Suppose you have three kinds of coins, say: pennies, nickels, and dimes. Each penny has a unique date, likewise for nickels and dimes. (A penny and a nickel may have the same date, etc.) How many ways can you line up the coins in order of date by type? In other words: How many ways can you line up the coins such that if you look at any two coins of the same type, they will be in the correct order by date? (You do not care if two coins of different types are out of order by date.)
The coins are just scaffolding of course. And, I'm interested in more general cases but this was hard enough alread to warrant a question in my mind. So, once again:
Given $3$ sets, $A, B, C$ (with sizes $|A|,|B|,|C|$ respectively) each with a total order, but no "inter-set" order, this defines a partial order on $A\cup B \cup C$. How many permutations of the elements of $A\cup B \cup C$ respect this partial order?

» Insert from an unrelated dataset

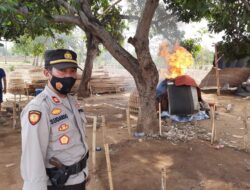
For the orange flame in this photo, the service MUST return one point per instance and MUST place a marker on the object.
(177, 62)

For in the case of only two sets, say $C = \{\}$, The answer is easily seen to be ${|A|+|B| \choose |A|}={|A|+|B| \choose |B|} $. But I don't know how to generalize this to three (or more) sets. I've written some code that can easily compute these counts for smallish sets but I can't see the pattern. Help!
This is a generalization of a question I read on this site that I am now unable to find. If you know it, or can find it, please link it! (that question basically asked about two kinds of items) Thanks.
With disjoint sets of sizes $a$, $b$, and $c$ the number of ways is the multinomial coefficient $$\dbinom{a+b+c}{a,b,c}=\frac{(a+b+c)!}{a!b!c!}.$$
Remark: To see this, note that we are looking for the number of "words" of length $a+b+c$ that have $a$ A's, $b$ B's, and $c$ C's.
The location of the A's can be chosen in $\binom{a+b+c}{a}$ ways. For each such way, the location of the B's can be chosen in $\binom{b+c}{b}$ ways, for a total of $\binom{a+b+c}{a}\binom{b+c}{b}$. Express this in terms of factorials, and you will get the formula of the answer.